South Korean President Lee Myung-Bak has said he is hopeful the upcoming G20 summit can set firmer guidelines on limiting trade imbalances, while playing down the likelihood of numerical targets.

Mr Lee, in an interview with the Financial Times, also said nations should be able to act unilaterally to control capital flows, despite the Group of 20’s broad rules on averting currency and trade rows.

G20 Finance Ministers meeting in South Korea last week vowed to “pursue the full range of policies conducive to reducing excessive imbalances and maintaining current-account imbalances at sustainable levels”.

But they failed to support a US proposal for a specific limit on current account surpluses or deficits, equal to four per cent of gross domestic product.

“Right now I do not know if I can tell you whether or not we are going to work towards a specific numerical target,” Mr Lee told the newspaper.

Mr Lee conceded that the November 11-12 G20 summit in Seoul would probably be marked by “lots of dissent”, but predicted that Germany and China would cooperate in crafting stronger rules.

He said he shared the concerns of Indian Prime Minister Manmohan Singh about the struggle by emerging markets to control inflows of cash prompted by very low interest rates in the West.

South Korea’s central bank this week raised the possibility of introducing some restrictions on destabilising investment flows.

But Mr Lee said these should not be seen as capital controls but “macroprudential policies” under the G20 umbrella.

Brazil, Indonesia and Thailand have all attempted to limit the disruptive effect of inflows, but Mr Lee said he “won’t define any country’s measures as capital controls”.

The South Korean leader said China recognises the need to help ensure sustainable and balanced growth, and broadening the debate from a narrow focus on the yuan was helping to secure its support.

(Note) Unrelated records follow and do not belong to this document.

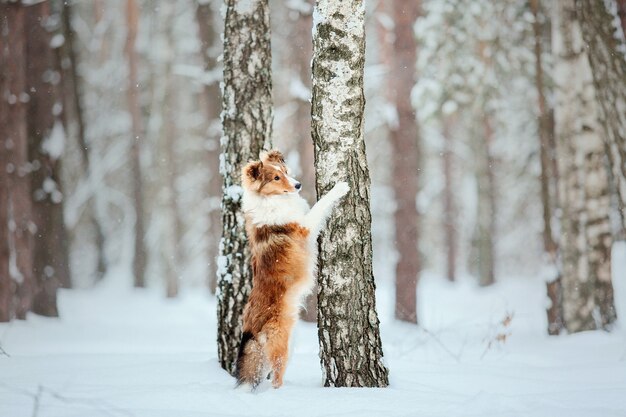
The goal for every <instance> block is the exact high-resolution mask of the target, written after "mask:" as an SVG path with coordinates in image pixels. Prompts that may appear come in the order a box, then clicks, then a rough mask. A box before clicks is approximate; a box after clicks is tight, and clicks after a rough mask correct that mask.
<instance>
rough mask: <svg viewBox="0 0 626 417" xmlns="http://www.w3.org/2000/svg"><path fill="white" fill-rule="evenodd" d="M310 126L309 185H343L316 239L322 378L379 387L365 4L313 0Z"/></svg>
mask: <svg viewBox="0 0 626 417" xmlns="http://www.w3.org/2000/svg"><path fill="white" fill-rule="evenodd" d="M314 15H315V16H317V18H318V19H317V20H316V21H315V22H314V28H313V99H312V103H313V106H312V116H313V121H312V130H313V143H314V146H315V168H316V174H317V179H316V189H317V194H318V195H323V194H325V193H326V192H328V191H329V190H330V189H331V187H332V186H333V185H334V184H335V183H336V182H337V181H347V182H348V183H349V184H350V192H349V193H348V195H347V197H346V199H344V200H343V201H342V203H341V204H340V205H339V207H338V208H337V209H335V211H334V213H333V215H332V216H331V217H330V219H329V221H328V226H327V228H326V232H324V233H322V235H321V236H320V240H319V249H320V251H319V257H318V268H319V277H318V286H319V289H318V335H319V340H320V359H321V363H322V368H323V373H324V385H325V386H344V387H376V386H378V387H384V386H387V385H388V372H387V369H386V368H385V366H384V365H383V363H382V356H383V352H382V343H381V340H380V334H379V328H378V325H379V322H378V315H377V313H376V303H375V294H374V291H375V284H374V276H373V271H372V239H371V213H370V180H369V172H368V168H367V159H366V154H365V142H364V141H363V110H364V106H365V97H364V93H363V68H364V62H365V28H364V18H365V6H364V3H363V2H362V1H360V0H345V1H342V2H337V1H332V0H317V2H316V6H315V11H314Z"/></svg>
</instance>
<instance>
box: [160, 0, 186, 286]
mask: <svg viewBox="0 0 626 417" xmlns="http://www.w3.org/2000/svg"><path fill="white" fill-rule="evenodd" d="M160 10H161V12H162V13H163V18H162V21H163V25H164V26H165V33H164V38H165V42H166V47H167V48H168V49H169V50H170V51H171V52H170V53H169V54H167V55H166V57H165V58H164V60H165V62H164V65H163V68H164V71H163V78H164V79H163V80H162V81H161V82H164V83H165V97H164V100H163V104H164V105H163V111H162V119H163V129H162V132H163V135H162V140H163V146H162V148H163V164H162V166H161V175H162V182H163V184H165V186H166V187H167V204H166V205H167V213H168V215H167V217H168V219H167V220H168V221H167V224H168V225H169V227H168V229H167V232H166V236H165V239H167V240H168V243H169V244H165V245H163V247H164V248H165V251H166V253H164V257H165V258H166V259H165V264H166V266H167V267H166V273H165V279H166V292H165V295H166V297H168V298H173V297H176V296H178V291H179V281H180V271H181V266H182V265H183V261H184V259H185V255H184V251H183V242H182V240H183V233H184V225H183V222H182V217H181V213H180V207H179V204H178V200H179V198H178V191H177V189H176V179H177V178H178V176H179V173H178V164H177V160H178V158H177V157H176V142H177V141H176V139H177V138H178V137H179V132H178V129H179V127H178V124H177V115H178V113H177V110H178V108H179V107H178V103H179V101H178V88H177V85H176V76H175V75H174V72H173V70H174V68H173V67H174V64H175V62H176V53H175V52H174V51H175V48H176V46H175V44H174V34H173V25H172V24H171V22H172V21H173V20H174V18H175V16H176V11H175V4H164V5H163V6H161V9H160Z"/></svg>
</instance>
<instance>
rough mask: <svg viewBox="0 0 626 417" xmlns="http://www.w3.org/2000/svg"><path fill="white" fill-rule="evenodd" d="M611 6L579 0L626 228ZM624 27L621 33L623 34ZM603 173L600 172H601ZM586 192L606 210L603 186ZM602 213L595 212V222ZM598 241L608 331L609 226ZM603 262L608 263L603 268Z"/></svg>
mask: <svg viewBox="0 0 626 417" xmlns="http://www.w3.org/2000/svg"><path fill="white" fill-rule="evenodd" d="M605 4H606V2H590V1H582V0H577V1H576V5H577V12H578V18H579V20H580V22H581V26H582V37H583V40H584V42H585V43H586V44H587V45H589V47H588V58H589V63H590V65H591V70H592V71H591V72H592V76H593V81H594V86H595V93H596V99H597V101H598V103H599V106H598V113H599V116H600V123H601V125H602V126H603V127H604V135H603V137H604V139H605V146H606V148H607V149H608V150H609V152H608V153H609V154H610V158H609V160H610V161H611V162H612V172H613V177H614V178H615V182H616V185H617V188H618V195H619V197H620V199H621V206H620V208H621V219H622V230H624V229H626V224H625V223H624V220H625V219H626V110H625V109H626V55H625V53H624V48H626V43H625V42H624V31H623V26H622V27H621V28H620V27H619V26H618V27H614V25H613V22H614V21H615V20H614V18H615V16H613V15H612V14H611V13H610V12H609V11H608V10H607V8H606V6H605ZM620 29H622V30H621V31H620ZM586 162H587V165H588V169H589V170H590V171H591V170H594V171H593V172H595V173H599V172H600V171H599V169H600V168H599V167H597V166H598V164H601V161H597V160H593V161H586ZM598 175H599V174H598ZM587 191H588V192H590V193H592V192H593V193H598V194H595V195H597V198H598V201H599V202H600V203H601V207H599V210H604V209H605V201H604V198H605V196H604V193H605V191H604V190H603V189H602V187H596V188H594V187H593V186H592V185H589V187H588V188H587ZM599 214H600V213H596V217H595V218H596V219H597V218H598V217H597V216H599ZM593 227H594V229H595V230H594V232H595V233H596V236H595V237H590V236H589V237H588V239H589V244H590V245H591V246H592V247H593V251H592V253H591V255H590V256H591V259H590V261H591V263H592V267H596V268H597V280H598V281H597V283H596V287H597V290H596V303H597V304H598V308H599V310H600V317H601V322H602V323H601V324H602V326H603V327H606V326H607V325H609V324H611V323H612V322H614V321H615V320H616V313H615V307H614V300H613V286H612V283H611V273H610V262H611V258H610V255H611V241H610V237H609V236H607V235H606V232H605V230H604V228H601V227H600V225H598V224H594V225H593ZM602 264H606V266H605V267H602Z"/></svg>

Central bank governor Kim Choong-Soo told a business forum on Friday that foreign exchange rate volatility was expected to ease following last week’s ministerial agreement.

In addition to pledging to reduce current account imbalances, the ministers agreed to refrain from competitively weakening their currencies and to move towards a market-determined forex system.

“Given the fact that excessive capital flows have amplified currency volatility, this kind of discussion is expected to stabilise foreign exchange rates. This will have positive impacts on trade,” Mr Kim said.